Klopps Traum lebt weiter

BVB-Trainer Jürgen Klopp (links) gönnt sich eine kurze Jubelpause, seine Spieler dagegen feiern den Sieg gegen die Bayern gebührend. Die Borussia steht im Finale von Berlin. Bild: dpa

Jürgen Klopp ist mit Borussia Dortmund noch mal "voll drin". Das Pokalfinale in Berlin soll zum emotionalen Happy End nach sieben gemeinsamen Jahren werden. Der Held von München ist der Torwart.

Lautstark wurde Jürgen Klopp mit Sprechchören gefeiert, als er nach Mitternacht als Triumphator die Münchner Arena verließ und zum Dortmunder Mannschaftsbus schritt. "Das war ein ganz, ganz großer Abend. Ich wollte unbedingt in dieses Finale. Wir haben es erreicht gegen diesen unfassbaren starken Gegner. Das ist geil", schwärmte der 47 Jahre alte Trainer. 2:0 siegte die Borussia in einem verrückten Elfmeterschießen mit vier Münchner Fehlschützen. "Wenn alle Spieler mit ihren Kräften am Ende sind, kommt so ein kurioses Ergebnis zustande", meinte Klopp; 1:1 stand es nach 120 Minuten.

Es war ein Fußball-Abend, der in die Pokal-Historie eingehen wird. Und er bescherte Klopp ein großes Abschiedsspiel mit dem BVB am 30. Mai in Berlin, in dem er sich den Traum von einer finalen Jubelfahrt mit dem "Pott" über den Dortmunder Borsigplatz erfüllen könnte.

"Ich hoffe, dass die Fans mich eben nicht in Berlin verabschieden müssen, sondern dass am nächsten Tag noch was passiert in Dortmund. Das wird aber nur passieren, wenn wir in Berlin auch gewinnen", sagte Klopp. Die eigenen Befindlichkeiten mochte er nach seinem 10. Sieg im 23. und letzten Pflichtspiel mit der Borussia gegen die Bayern gar nicht so sehr in den Mittelpunkt rücken. "Meine Situation? Ist alles cool. Wir sind voll drin", verkündete Klopp kurz und bündig.

In der Tat. Plötzlich könnte eine Katastrophensaison mit einem Titelgewinn doch noch eine andere Gesamtbewertung erfahren. Diesen Stimmungsumschwung lebten auch Klopps Spieler aus.
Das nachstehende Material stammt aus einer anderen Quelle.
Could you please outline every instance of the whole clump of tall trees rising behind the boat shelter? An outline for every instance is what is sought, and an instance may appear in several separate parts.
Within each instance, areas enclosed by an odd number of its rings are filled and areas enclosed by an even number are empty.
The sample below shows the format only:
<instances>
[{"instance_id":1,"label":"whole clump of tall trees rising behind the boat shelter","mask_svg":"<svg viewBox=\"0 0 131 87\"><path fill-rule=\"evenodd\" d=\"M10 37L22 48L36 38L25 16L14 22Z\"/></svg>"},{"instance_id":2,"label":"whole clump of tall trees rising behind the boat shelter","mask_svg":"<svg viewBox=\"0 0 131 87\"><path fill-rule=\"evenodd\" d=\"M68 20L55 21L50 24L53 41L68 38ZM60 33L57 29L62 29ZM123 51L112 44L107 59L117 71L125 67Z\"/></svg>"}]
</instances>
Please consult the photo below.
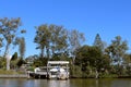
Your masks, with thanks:
<instances>
[{"instance_id":1,"label":"whole clump of tall trees rising behind the boat shelter","mask_svg":"<svg viewBox=\"0 0 131 87\"><path fill-rule=\"evenodd\" d=\"M74 49L85 40L84 35L78 30L68 32L63 26L43 24L36 27L34 42L40 49L40 58L53 58L56 54L64 59L64 55L73 55Z\"/></svg>"}]
</instances>

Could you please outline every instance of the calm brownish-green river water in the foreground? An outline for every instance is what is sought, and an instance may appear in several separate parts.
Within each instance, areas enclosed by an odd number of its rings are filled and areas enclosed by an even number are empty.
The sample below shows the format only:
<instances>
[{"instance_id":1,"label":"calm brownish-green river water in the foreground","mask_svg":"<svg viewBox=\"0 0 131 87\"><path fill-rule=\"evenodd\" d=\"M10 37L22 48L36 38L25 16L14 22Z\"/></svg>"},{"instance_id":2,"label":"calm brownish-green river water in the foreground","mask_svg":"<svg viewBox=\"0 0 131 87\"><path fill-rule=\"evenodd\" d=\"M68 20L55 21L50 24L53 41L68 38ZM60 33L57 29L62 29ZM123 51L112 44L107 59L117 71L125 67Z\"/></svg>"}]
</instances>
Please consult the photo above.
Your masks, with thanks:
<instances>
[{"instance_id":1,"label":"calm brownish-green river water in the foreground","mask_svg":"<svg viewBox=\"0 0 131 87\"><path fill-rule=\"evenodd\" d=\"M131 78L24 79L0 78L0 87L131 87Z\"/></svg>"}]
</instances>

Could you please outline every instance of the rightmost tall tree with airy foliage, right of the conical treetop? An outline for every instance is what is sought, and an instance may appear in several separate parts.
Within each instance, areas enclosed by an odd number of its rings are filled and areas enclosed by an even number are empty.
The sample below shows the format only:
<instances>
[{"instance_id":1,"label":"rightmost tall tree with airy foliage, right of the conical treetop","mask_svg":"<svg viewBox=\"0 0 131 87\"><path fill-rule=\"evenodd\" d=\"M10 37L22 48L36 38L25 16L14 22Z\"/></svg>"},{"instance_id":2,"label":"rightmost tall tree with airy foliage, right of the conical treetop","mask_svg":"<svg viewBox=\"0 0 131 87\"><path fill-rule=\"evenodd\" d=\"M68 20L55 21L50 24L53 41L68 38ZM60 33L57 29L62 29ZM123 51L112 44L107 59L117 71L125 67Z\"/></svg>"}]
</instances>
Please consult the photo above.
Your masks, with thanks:
<instances>
[{"instance_id":1,"label":"rightmost tall tree with airy foliage, right of the conical treetop","mask_svg":"<svg viewBox=\"0 0 131 87\"><path fill-rule=\"evenodd\" d=\"M117 36L115 40L111 40L111 45L106 49L106 52L112 58L114 62L120 64L127 50L127 41L122 40L120 36Z\"/></svg>"}]
</instances>

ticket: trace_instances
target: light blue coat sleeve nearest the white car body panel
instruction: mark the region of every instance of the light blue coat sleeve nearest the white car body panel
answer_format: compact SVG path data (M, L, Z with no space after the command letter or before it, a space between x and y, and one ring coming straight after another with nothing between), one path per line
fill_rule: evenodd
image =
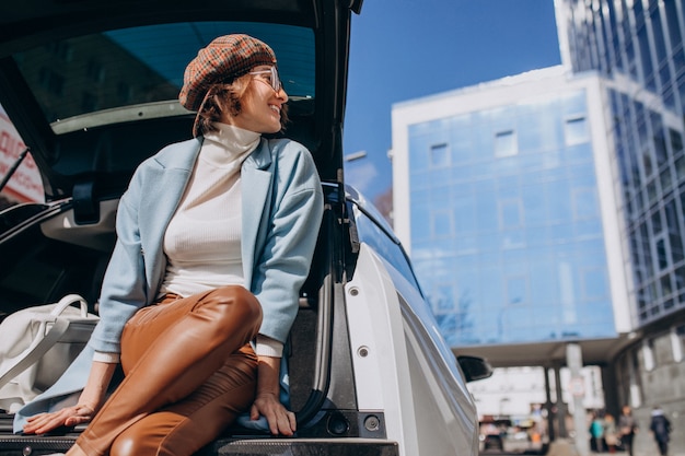
M264 309L259 332L285 342L314 255L323 191L314 161L303 145L291 141L277 149L270 225L256 257L252 291Z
Ausgelassen tanzten die BVB-Akteure um Torhüter Mitch Langerak, den Helden des Spiels, nach dem vierten und letzten verschossenen Bayern-Elfmeter von Manuel Neuer in den schnell übergestreiften gelben T-Shirts mit dem Aufdruck "Berlin, wir kommen" über den Rasen. "Wenn sie keine Elfmeter schießen können, müssen sie es üben", spottete Sebastian Kehl, der wie Ilkay Gündogan sicher vom Punkt verwandelt hatte.

"Wir wollen den Pott jetzt wieder nach Hause holen", kündigte Marco Reus an, der laute Musik hörend mit Kumpel Pierre-Emerick Aubameyang durch die Stadion-Katakomben schlenderte. Der BVB hatte in einem Spiel, das lange verloren schien, ein erstaunliches Comeback bewerkstelligt. "Bis zur 70. Minute war das Beste, dass wir nur 0:1 hinten lagen", gestand Sportdirektor Michael Zorc.

Mit der Einwechslung von Henrich Mchitarjan führte der Trainer die bemerkenswerte Wende selbst mit herbei. Der Armenier bereitete auch das 1:1 von Aubameyang (75.) vor. "Wir haben es umgekehrt gemacht wie in London vor zwei Jahren", erinnerte BVB-Chef Hans-Joachim Watzke an das verlorene Champions-League-Finale 2013, als erst Dortmund besser war und später der glückliche Gewinner Bayern München.